Billion-year-old fossil sheds light on origin of animals, scientists say

SHEFFIELD, England — In the Scottish Highlands, scientists have unearthed an extraordinary fossil that is at least one billion years old. It’s believed this rare discovery could be the “missing link” to the development of mammals.

Researchers from the University of Sheffield and Boston College say the billion-year-old microfossil comprises two unique cell types and might be the oldest multicellular animal ever discovered. The fossil sheds fresh light on how single-celled creatures evolved into sophisticated multicellular animals. The most primitive living organisms are one-celled holozoa. This newly discovered fossil indicates an organism that is halfway between singular and multicellular animals.

Billion-year-old fossil of Bicellum brasieri
This enhanced image of Bicellum brasieri shows an outer wall of sausage-shaped cells enclosing an inner cell mass. The fossil reveals multicellular structure in an early animal form 400 million years earlier than previously established. (Credit: Paul K. Strother)

In the recent study published in Current Biology, the fossil was given the name Bicellum brasieri. “The origins of complex multicellularity and the origin of animals are considered two of the most important events in the history of life on Earth, our discovery sheds new light on both of these,” says co-author Charles Wellman, a professor with Sheffield’s Department of Animal and Plant Sciences, in a statement.

 

The fossil, unearthed by scientists in Loch Torridon in the Scottish Highlands, is remarkably preserved. Because of this, researchers were able to analyze the organism’s individual cells and even subcellular components. 
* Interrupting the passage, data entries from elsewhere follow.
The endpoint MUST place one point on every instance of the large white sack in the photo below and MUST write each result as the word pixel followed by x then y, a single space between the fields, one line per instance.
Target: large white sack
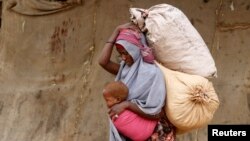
pixel 176 43
pixel 191 100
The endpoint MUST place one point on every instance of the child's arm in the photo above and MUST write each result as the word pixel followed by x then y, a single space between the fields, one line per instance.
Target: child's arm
pixel 118 108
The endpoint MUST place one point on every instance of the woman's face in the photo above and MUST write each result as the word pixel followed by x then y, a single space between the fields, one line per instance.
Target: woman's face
pixel 126 57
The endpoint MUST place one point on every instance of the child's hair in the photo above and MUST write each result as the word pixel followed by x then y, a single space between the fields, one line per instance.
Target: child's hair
pixel 116 89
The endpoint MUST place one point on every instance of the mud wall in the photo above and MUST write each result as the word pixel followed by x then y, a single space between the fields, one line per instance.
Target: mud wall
pixel 51 83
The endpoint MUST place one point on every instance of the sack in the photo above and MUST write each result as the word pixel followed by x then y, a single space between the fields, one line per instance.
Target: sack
pixel 175 42
pixel 191 100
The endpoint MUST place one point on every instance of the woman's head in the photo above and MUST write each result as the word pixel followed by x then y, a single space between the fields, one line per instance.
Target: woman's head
pixel 115 92
pixel 128 45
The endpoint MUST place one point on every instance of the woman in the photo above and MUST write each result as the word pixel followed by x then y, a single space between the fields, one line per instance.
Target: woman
pixel 143 78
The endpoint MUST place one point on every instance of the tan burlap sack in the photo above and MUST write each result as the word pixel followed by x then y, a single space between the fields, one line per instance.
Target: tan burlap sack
pixel 191 100
pixel 175 41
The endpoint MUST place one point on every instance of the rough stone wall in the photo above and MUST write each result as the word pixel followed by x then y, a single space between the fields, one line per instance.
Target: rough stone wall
pixel 51 83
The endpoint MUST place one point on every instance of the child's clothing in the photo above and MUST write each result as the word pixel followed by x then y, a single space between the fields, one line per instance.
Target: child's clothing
pixel 134 127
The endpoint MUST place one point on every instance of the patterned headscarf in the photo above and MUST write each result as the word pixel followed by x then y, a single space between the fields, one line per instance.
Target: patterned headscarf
pixel 139 40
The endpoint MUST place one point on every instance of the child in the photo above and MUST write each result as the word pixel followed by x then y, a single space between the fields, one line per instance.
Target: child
pixel 127 123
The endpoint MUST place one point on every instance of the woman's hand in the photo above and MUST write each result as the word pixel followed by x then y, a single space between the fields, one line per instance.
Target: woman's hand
pixel 117 109
pixel 128 25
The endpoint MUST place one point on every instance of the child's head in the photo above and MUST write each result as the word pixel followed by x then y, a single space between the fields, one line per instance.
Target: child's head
pixel 115 92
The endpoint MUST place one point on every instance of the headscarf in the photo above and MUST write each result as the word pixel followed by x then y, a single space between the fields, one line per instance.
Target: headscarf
pixel 145 81
pixel 138 39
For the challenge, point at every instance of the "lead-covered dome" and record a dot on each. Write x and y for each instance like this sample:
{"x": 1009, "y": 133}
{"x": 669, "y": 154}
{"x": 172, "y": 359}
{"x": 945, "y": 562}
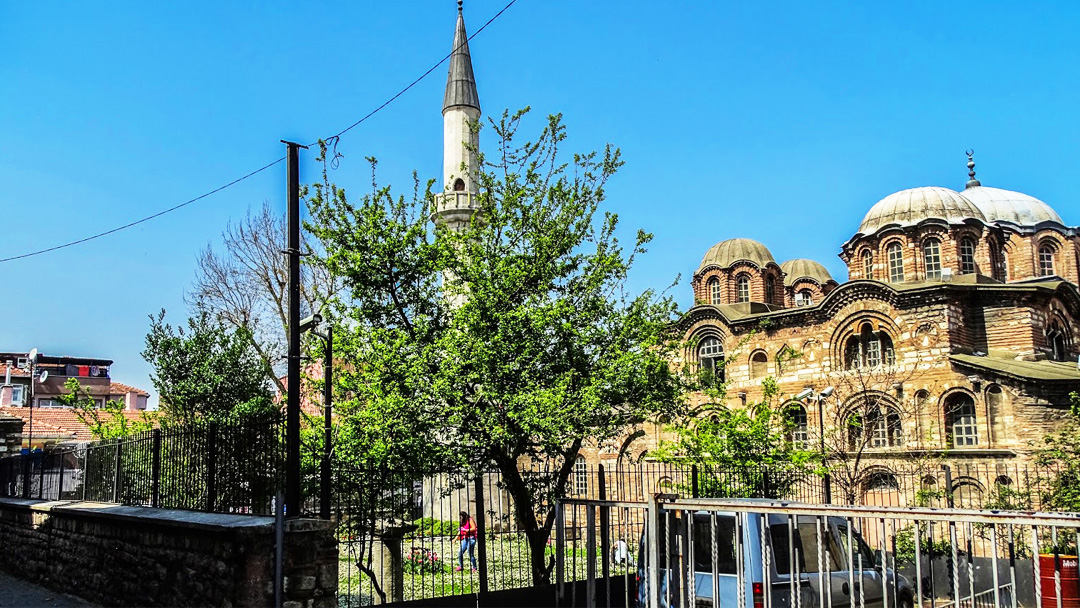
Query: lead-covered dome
{"x": 727, "y": 253}
{"x": 1006, "y": 205}
{"x": 908, "y": 207}
{"x": 796, "y": 269}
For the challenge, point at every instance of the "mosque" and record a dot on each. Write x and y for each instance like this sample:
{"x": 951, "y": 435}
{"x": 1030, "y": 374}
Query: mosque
{"x": 953, "y": 338}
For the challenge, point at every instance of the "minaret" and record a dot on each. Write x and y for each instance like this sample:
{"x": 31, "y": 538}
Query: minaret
{"x": 456, "y": 204}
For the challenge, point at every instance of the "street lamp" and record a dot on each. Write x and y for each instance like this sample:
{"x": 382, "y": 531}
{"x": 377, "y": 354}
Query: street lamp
{"x": 311, "y": 324}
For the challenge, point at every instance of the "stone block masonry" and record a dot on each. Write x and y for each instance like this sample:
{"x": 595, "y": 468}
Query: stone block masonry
{"x": 119, "y": 555}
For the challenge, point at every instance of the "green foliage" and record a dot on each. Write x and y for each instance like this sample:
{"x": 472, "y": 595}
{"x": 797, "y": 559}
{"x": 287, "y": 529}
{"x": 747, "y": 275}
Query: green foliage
{"x": 107, "y": 422}
{"x": 432, "y": 527}
{"x": 905, "y": 544}
{"x": 205, "y": 372}
{"x": 545, "y": 348}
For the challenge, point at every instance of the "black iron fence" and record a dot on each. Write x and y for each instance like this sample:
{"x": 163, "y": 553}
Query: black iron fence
{"x": 206, "y": 467}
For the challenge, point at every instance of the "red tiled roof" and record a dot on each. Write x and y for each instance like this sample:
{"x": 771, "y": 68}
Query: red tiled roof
{"x": 58, "y": 421}
{"x": 121, "y": 389}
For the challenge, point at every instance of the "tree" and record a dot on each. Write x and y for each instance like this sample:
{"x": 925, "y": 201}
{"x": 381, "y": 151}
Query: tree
{"x": 548, "y": 350}
{"x": 106, "y": 422}
{"x": 205, "y": 372}
{"x": 246, "y": 286}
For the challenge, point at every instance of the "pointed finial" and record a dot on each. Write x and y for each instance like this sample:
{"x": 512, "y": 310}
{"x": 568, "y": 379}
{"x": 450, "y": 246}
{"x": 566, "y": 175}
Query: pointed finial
{"x": 971, "y": 171}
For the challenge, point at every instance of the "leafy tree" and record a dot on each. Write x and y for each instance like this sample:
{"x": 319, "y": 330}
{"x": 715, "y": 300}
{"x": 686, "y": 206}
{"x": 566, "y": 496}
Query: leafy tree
{"x": 1062, "y": 450}
{"x": 106, "y": 422}
{"x": 205, "y": 372}
{"x": 547, "y": 351}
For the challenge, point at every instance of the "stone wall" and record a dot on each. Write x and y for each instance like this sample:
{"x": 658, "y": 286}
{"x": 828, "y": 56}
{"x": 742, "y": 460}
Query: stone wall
{"x": 11, "y": 435}
{"x": 135, "y": 556}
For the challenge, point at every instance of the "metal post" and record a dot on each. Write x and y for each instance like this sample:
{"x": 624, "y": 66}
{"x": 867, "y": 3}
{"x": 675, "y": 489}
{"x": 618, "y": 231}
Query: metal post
{"x": 481, "y": 537}
{"x": 156, "y": 469}
{"x": 279, "y": 550}
{"x": 212, "y": 467}
{"x": 118, "y": 471}
{"x": 325, "y": 495}
{"x": 293, "y": 396}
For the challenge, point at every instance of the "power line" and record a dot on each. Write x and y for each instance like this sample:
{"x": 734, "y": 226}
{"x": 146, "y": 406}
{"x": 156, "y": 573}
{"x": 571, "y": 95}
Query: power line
{"x": 264, "y": 167}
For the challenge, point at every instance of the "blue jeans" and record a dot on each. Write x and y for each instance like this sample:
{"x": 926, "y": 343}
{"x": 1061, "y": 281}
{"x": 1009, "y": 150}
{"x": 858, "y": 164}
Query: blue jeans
{"x": 470, "y": 545}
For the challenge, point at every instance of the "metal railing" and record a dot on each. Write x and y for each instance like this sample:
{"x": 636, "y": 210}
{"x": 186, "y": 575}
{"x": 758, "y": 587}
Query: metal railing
{"x": 742, "y": 553}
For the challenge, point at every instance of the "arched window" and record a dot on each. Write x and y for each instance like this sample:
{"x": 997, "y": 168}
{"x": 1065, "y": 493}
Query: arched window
{"x": 758, "y": 364}
{"x": 874, "y": 427}
{"x": 797, "y": 427}
{"x": 961, "y": 424}
{"x": 580, "y": 476}
{"x": 742, "y": 288}
{"x": 895, "y": 255}
{"x": 932, "y": 258}
{"x": 1047, "y": 259}
{"x": 967, "y": 255}
{"x": 868, "y": 349}
{"x": 711, "y": 359}
{"x": 714, "y": 292}
{"x": 1058, "y": 347}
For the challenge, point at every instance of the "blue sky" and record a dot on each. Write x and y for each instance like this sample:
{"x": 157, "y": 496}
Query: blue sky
{"x": 782, "y": 122}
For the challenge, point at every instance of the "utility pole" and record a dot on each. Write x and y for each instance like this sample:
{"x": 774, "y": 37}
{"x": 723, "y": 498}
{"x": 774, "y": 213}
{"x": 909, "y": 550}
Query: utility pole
{"x": 325, "y": 496}
{"x": 293, "y": 396}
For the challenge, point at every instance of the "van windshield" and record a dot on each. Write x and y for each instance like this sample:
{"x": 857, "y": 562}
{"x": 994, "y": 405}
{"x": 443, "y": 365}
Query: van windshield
{"x": 725, "y": 544}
“We have found a primitive spherical organism made up of an arrangement of two distinct cell types, the first step towards a complex multicellular structure, something which has never been described before in the fossil record,” says Professor Wellman. “The discovery of this new fossil suggests to us that the evolution of multicellular animals had occurred at least one billion years ago and that early events prior to the evolution of animals may have occurred in freshwater-like lakes rather than the ocean.”

The team is now looking for additional intriguing fossils in the Torridonian strata that might provide more clues into the origin of multicellular creatures.

“Our study of life in billion-year-old lakes is challenged by our ability to determine which kinds of organisms are represented in these deposits,” adds Boston College paleobotanist Paul K. Strother, in a release. “Previously we have assumed that most of what we see in these deposits are various kinds of extinct algae, but the morphological features of Bicellum really are more like those of modern-day unicellular relatives of animals. This is causing us to broaden our approach to reconstructing the diversity and ecology of life on Earth one billion years ago.”